The 500Wh battery in the 710 is encased in the down tube of its alloy frame. Switching to Shimano’s compact motor has allowed Scott to make the rear end 30mm shorter than last year, but it’s still long at 460mm.
The kinked top tube, short rocker link and unique Fox Nude shock with remote control ‘Lockout’, 100mm-travel ‘Traction Control’ and 150mm ‘Descend’ modes are the same as on the standard Genius, as are the slack 65-degree head angle, steep 75-degree seat angle and generous 465mm reach (large).
I measured the bottom bracket height as being 330mm (high/650b+ setting) — 10mm lower than stated on Scott’s website and very low for an e-bike.
The slack, long front-end, super-low bottom bracket and 22kg weight make the E-Genius very stable
Shimano XT gears and brakes match the Steps motor. The e-bike version of Fox’s 34 fork has a solid crown and thicker tube walls. Production bikes will have reinforced ‘Double Down’ Maxxis tyres, but the 30mm rims are slightly narrow for the 2.8in width and dent easily.
The e-bike gets a 10mm longer stem matched to a 760mm bar with internal routing for the Steps control cables.

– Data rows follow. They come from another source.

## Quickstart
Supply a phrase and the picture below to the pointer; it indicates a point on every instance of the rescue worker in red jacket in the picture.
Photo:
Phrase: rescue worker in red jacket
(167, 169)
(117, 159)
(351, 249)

Scott E-Genius 710 ride impressions
I’m a big fan of the Shimano motor in cadence/torque terms. It’s quiet and there’s no drag if you pedal past the 26kph limit. The slack, long front-end, super-low bottom bracket and 22kg weight make the E-Genius very stable and it planted through turns and rock gardens, and the rear suspension is supple and controlled, creating a proper steamroller. Power assist meant I rarely used the ‘Traction control’ and ‘Lockout’ modes.
Unfortunately, fork flex (it really needs a Fox 36) is unnerving when pushing hard through big terrain, and it deserves a wider bar and shorter stem to aim with authority. The low bottom bracket and long 175mm cranks meant I repeatedly smashed my pedals, which is irritating on an otherwise promising chassis.